Angels of Destruction, Keith Donohue's second novel (after The Stolen Child, reviewed here) explores the question of angels through the enigmatic Norah. What does an angel look like? From where does one come? What is their purpose? Is the idea of angels anything but utter insanity? Donohue advances his ideas while mining the hearts and souls of his characters, solving the mystery of Erica Quinn's disappearance, and telling an unpredictable, wholly compelling story. It's not quite as otherworldly as The Stolen Child, not quite as captivating, but still magical in its own way. It's a unique story that will linger in your mind long after you've finished it.
Even more than the story itself, I like Angels of Destruction for its craftmanship. Donohue creates sentences, paragraphs and scenes meticulously. He excels at setting and maintaining tone, using only subtle shifts to morph chilling into charming. This passage sent a shiver down my spine:
Nothing more than the substance of prayer, the fear to complement hope, he tested the limits of his new form, shifting his weight from one leg to the other and cracking the stiffness in his muscles and bones to break the icehold ... To free his hands, he flexed his fingers in the leather gloves and touched the brim of his hat goodnight to mother and child asleep in the house. Before departing, he carved with his fingertip the name Noriel in the frost of the windshield, and breathing once up on the glass, he melted the word (10).
This one made me smile with delight:
They fell in love with her.
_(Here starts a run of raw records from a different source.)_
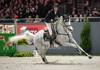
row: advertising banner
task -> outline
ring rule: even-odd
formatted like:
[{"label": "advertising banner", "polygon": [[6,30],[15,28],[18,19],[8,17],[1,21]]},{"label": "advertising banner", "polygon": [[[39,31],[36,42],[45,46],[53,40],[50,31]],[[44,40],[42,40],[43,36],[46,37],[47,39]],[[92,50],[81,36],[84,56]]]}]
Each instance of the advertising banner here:
[{"label": "advertising banner", "polygon": [[29,31],[31,31],[33,34],[38,32],[39,30],[43,29],[45,27],[45,24],[42,23],[35,23],[35,24],[21,24],[21,23],[17,23],[16,24],[16,34],[20,34],[20,28],[21,27],[27,27]]}]

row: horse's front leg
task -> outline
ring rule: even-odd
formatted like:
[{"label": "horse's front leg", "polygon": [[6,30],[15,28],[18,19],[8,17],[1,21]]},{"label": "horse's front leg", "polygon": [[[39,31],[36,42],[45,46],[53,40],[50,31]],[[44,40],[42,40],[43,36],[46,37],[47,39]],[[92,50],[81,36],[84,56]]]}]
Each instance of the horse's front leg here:
[{"label": "horse's front leg", "polygon": [[37,51],[38,51],[38,54],[41,56],[42,61],[43,61],[44,63],[48,64],[48,61],[47,61],[47,59],[46,59],[46,51],[47,51],[47,50],[38,49]]}]

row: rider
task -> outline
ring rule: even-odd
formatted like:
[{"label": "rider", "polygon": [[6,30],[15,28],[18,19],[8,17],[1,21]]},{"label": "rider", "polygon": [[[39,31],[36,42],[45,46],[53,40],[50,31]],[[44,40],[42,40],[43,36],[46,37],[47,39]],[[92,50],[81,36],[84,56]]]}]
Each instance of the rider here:
[{"label": "rider", "polygon": [[51,20],[55,20],[56,18],[60,17],[60,14],[58,3],[55,3],[53,9],[47,13],[45,19],[47,22],[50,22]]}]

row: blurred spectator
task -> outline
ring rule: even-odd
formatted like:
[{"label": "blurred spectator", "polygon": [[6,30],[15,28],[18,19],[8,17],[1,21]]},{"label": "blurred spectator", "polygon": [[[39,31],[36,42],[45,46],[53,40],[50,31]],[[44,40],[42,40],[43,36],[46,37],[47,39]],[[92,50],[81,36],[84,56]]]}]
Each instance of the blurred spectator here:
[{"label": "blurred spectator", "polygon": [[51,9],[47,16],[45,17],[47,22],[50,22],[51,20],[55,20],[56,18],[60,17],[60,11],[59,11],[59,6],[57,3],[55,3],[53,9]]},{"label": "blurred spectator", "polygon": [[100,16],[100,12],[97,10],[97,8],[94,8],[94,9],[92,10],[92,16],[94,16],[94,17]]}]

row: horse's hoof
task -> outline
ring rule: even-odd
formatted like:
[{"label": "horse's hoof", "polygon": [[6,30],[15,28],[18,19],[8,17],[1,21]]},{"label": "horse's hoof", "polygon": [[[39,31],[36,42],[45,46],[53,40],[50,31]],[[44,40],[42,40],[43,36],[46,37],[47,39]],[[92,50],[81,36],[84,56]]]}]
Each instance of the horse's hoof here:
[{"label": "horse's hoof", "polygon": [[45,62],[45,64],[49,64],[49,62]]},{"label": "horse's hoof", "polygon": [[88,56],[88,58],[89,58],[89,59],[92,59],[92,56],[91,56],[91,55],[89,55],[89,56]]}]

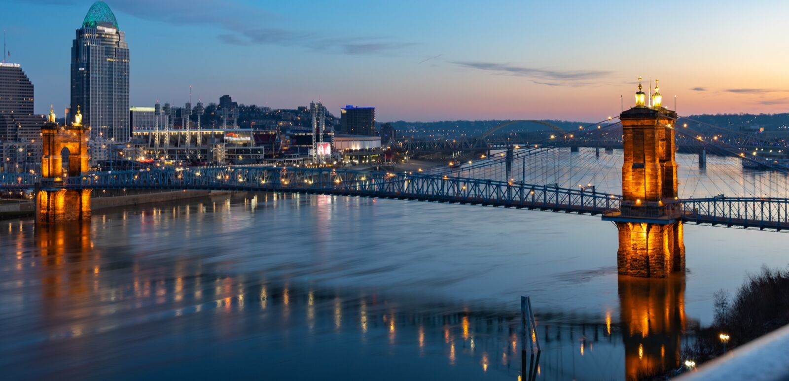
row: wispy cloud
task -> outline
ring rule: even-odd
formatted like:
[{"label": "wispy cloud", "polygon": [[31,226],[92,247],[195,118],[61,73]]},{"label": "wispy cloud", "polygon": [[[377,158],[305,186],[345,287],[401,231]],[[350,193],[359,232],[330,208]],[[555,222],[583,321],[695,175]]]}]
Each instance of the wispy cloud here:
[{"label": "wispy cloud", "polygon": [[735,94],[767,94],[770,92],[786,92],[786,90],[778,88],[727,88],[724,91]]},{"label": "wispy cloud", "polygon": [[[72,4],[66,0],[22,0],[38,4]],[[275,13],[237,0],[135,0],[112,2],[114,11],[142,20],[178,25],[202,25],[219,30],[216,36],[225,43],[238,46],[277,45],[301,47],[316,51],[342,54],[385,54],[413,45],[391,37],[330,36],[277,26],[283,20]],[[87,8],[85,11],[87,11]],[[123,28],[123,23],[119,23]]]},{"label": "wispy cloud", "polygon": [[586,84],[585,82],[608,76],[611,72],[602,70],[552,70],[541,68],[518,66],[507,63],[454,62],[458,66],[484,70],[499,74],[525,77],[537,84],[548,86]]},{"label": "wispy cloud", "polygon": [[772,105],[776,105],[776,104],[787,104],[787,103],[789,103],[789,99],[787,99],[787,98],[782,98],[780,99],[760,100],[759,102],[757,102],[757,103],[763,104],[765,106],[772,106]]}]

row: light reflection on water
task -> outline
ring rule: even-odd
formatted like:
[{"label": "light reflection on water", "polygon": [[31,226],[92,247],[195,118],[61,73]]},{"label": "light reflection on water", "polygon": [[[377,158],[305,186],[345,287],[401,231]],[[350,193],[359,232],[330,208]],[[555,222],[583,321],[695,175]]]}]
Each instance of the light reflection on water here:
[{"label": "light reflection on water", "polygon": [[518,379],[529,294],[538,379],[619,379],[677,366],[712,292],[786,262],[765,250],[780,234],[688,226],[687,275],[633,279],[596,218],[331,196],[0,227],[0,368],[18,379]]}]

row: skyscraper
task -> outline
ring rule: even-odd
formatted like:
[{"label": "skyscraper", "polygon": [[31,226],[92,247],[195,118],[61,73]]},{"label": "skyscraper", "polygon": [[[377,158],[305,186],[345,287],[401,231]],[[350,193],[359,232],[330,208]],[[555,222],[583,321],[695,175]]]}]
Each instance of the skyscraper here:
[{"label": "skyscraper", "polygon": [[320,102],[309,103],[309,113],[312,116],[312,162],[320,162],[325,156],[331,153],[323,144],[323,134],[326,133],[326,106]]},{"label": "skyscraper", "polygon": [[376,108],[348,105],[340,109],[340,131],[349,135],[376,134]]},{"label": "skyscraper", "polygon": [[33,114],[33,84],[22,68],[0,62],[0,172],[38,170],[43,124]]},{"label": "skyscraper", "polygon": [[33,84],[19,64],[0,63],[0,142],[31,143],[44,120],[33,114]]},{"label": "skyscraper", "polygon": [[129,46],[104,2],[91,6],[71,48],[71,110],[91,138],[129,140]]}]

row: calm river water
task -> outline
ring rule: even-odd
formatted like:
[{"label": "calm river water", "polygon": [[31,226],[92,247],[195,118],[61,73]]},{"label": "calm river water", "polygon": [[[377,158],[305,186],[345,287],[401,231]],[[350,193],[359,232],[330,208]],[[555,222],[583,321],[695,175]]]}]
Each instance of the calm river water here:
[{"label": "calm river water", "polygon": [[530,295],[537,379],[622,379],[684,360],[787,237],[687,226],[686,274],[647,281],[599,217],[249,193],[0,221],[0,375],[514,381]]}]

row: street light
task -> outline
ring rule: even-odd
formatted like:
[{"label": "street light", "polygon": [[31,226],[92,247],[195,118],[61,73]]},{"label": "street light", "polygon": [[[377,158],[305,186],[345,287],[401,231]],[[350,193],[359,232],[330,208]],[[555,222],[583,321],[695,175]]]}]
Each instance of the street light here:
[{"label": "street light", "polygon": [[720,334],[720,341],[724,343],[724,353],[726,353],[726,343],[729,342],[729,335],[727,334]]}]

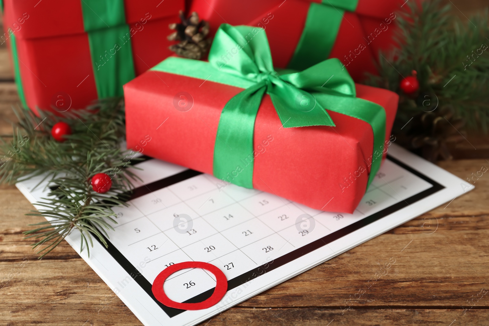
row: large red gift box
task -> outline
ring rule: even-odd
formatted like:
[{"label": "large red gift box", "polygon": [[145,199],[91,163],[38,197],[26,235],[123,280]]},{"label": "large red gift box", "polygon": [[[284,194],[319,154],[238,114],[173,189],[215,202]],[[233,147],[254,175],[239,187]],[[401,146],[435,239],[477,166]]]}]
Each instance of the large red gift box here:
[{"label": "large red gift box", "polygon": [[[211,32],[224,22],[265,29],[276,66],[302,70],[337,58],[356,81],[364,80],[367,73],[376,74],[379,50],[395,45],[396,12],[405,1],[321,2],[194,0],[190,10],[209,21]],[[305,28],[307,24],[311,28]]]},{"label": "large red gift box", "polygon": [[[356,98],[354,95],[352,98],[334,95],[336,93],[334,89],[344,89],[341,87],[346,84],[337,84],[340,80],[334,78],[329,81],[329,84],[323,84],[323,79],[328,77],[323,75],[333,73],[338,75],[336,78],[345,80],[344,75],[348,74],[342,71],[341,64],[336,59],[324,62],[303,72],[284,70],[279,78],[275,74],[277,73],[272,67],[271,60],[267,59],[271,58],[269,49],[267,55],[264,49],[267,48],[266,38],[264,39],[265,33],[257,32],[246,42],[242,36],[236,36],[237,31],[242,33],[239,35],[248,37],[251,35],[248,32],[251,33],[254,29],[223,25],[218,32],[219,38],[217,34],[211,49],[210,62],[170,57],[124,86],[128,147],[140,151],[141,144],[144,142],[144,153],[146,155],[205,173],[220,173],[219,177],[227,182],[235,183],[234,177],[241,177],[242,174],[239,174],[243,169],[245,170],[248,163],[252,163],[252,174],[249,174],[252,184],[246,184],[249,187],[317,209],[353,212],[365,193],[371,168],[374,165],[370,164],[373,158],[377,159],[378,164],[390,144],[397,94],[386,89],[354,84],[352,81],[351,84],[349,82],[348,89],[354,92],[356,89]],[[242,45],[228,47],[237,43]],[[221,60],[224,55],[221,54],[228,53],[234,56],[228,57],[230,60],[223,64]],[[250,59],[251,57],[255,59]],[[253,63],[256,62],[258,63]],[[328,67],[324,69],[326,66]],[[251,72],[258,71],[257,68],[261,72]],[[287,84],[284,78],[292,84]],[[351,80],[349,75],[346,80]],[[270,84],[264,80],[278,85],[278,88],[267,88]],[[277,106],[281,103],[281,106],[284,105],[285,102],[280,102],[281,99],[289,98],[288,103],[295,108],[287,94],[293,94],[296,101],[299,98],[301,101],[304,96],[295,97],[294,92],[297,86],[291,86],[299,84],[305,85],[306,88],[316,90],[312,94],[316,94],[313,96],[317,102],[311,106],[312,109],[303,112],[320,113],[325,107],[335,127],[318,125],[322,123],[298,125],[304,127],[287,124],[295,113],[283,111],[283,109],[281,111],[283,113],[279,113]],[[343,86],[335,88],[335,85],[339,85]],[[259,92],[254,88],[259,86],[267,87],[267,91],[271,93],[263,98],[260,95],[262,99],[258,102],[247,97]],[[325,98],[321,97],[324,94],[320,92],[323,91],[333,93],[330,93],[324,101]],[[268,93],[274,97],[273,103],[272,95]],[[242,97],[244,94],[247,95]],[[277,95],[279,94],[282,95]],[[353,102],[347,102],[348,99]],[[336,101],[341,107],[339,110],[340,107],[333,108],[333,102]],[[250,140],[249,152],[246,149],[242,151],[240,133],[249,130],[241,127],[242,123],[247,123],[248,121],[243,114],[248,114],[244,112],[249,111],[235,113],[237,109],[238,109],[241,105],[244,106],[245,110],[251,109],[248,106],[252,103],[255,104],[251,107],[256,105],[257,109],[251,125],[252,139]],[[354,108],[346,107],[354,103],[359,106],[368,103],[368,108],[361,107],[367,110],[372,109],[372,116],[375,117],[373,118],[383,121],[382,127],[375,128],[378,130],[375,131],[373,121],[367,122],[363,118],[353,117],[352,109]],[[314,111],[316,105],[319,106],[319,111]],[[302,110],[297,108],[292,109]],[[285,116],[277,114],[284,112]],[[326,112],[322,114],[327,115]],[[361,115],[367,113],[362,112]],[[300,115],[305,118],[311,114]],[[290,117],[287,119],[287,117]],[[230,121],[232,122],[230,125],[226,125]],[[228,138],[222,133],[223,130],[231,132],[231,137],[237,138]],[[374,148],[374,133],[379,130],[380,133],[375,134],[378,142]],[[222,141],[229,147],[220,134],[227,141],[234,142],[230,143],[233,147],[229,148],[230,151],[221,142]],[[148,139],[151,141],[147,141]],[[381,145],[378,148],[379,143]],[[235,144],[238,148],[235,147]],[[223,148],[229,156],[221,155]],[[237,152],[237,156],[231,157]],[[242,156],[243,153],[244,155]],[[244,159],[234,160],[223,170],[219,171],[220,167],[216,170],[216,166],[221,167],[223,162],[227,164],[237,158]],[[233,171],[236,166],[233,165],[235,162],[239,165]],[[225,187],[227,182],[219,180],[219,185]],[[217,183],[218,188],[219,185]]]},{"label": "large red gift box", "polygon": [[184,0],[4,0],[24,106],[63,112],[122,85],[172,54],[166,39]]}]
Each day illuminated some new aspect of her character that caused the children of the Friendship School third-grade to wonder what strange character had landed in their midst. Ordinary marvels abounded. She seemed to know just which questions to ask Mrs. Patterson to make their lessons clear and discussion lively. A pop quiz produced the unexpected result of perfect scores all around, an anomaly that puzzled the teacher well after her second cocktail that evening. A spelling bee dragged on past its appointed hour with no child left out, not even the recalcitrant boys who usually could not accomodate the spelling of their own names correctly ... Her crooked smile bestowed a spark of glee to January, as if she were lit within and could cast off gloom (46).
Such is the brilliance of this unique writer. While I wouldn't call Angels of Destruction my favorite novel, it certainly grabbed my attention. It chilled me, charmed me, and kept me guessing. Unusual, but compelling, magical and ultimately hopeful, it's a book that shouldn't be ignored. Whether or not you believe, it will have you looking at angels in a whole new light.
Grade: B
If this were a movie, it would be rated: PG-13 for language, some violence and some sexual content.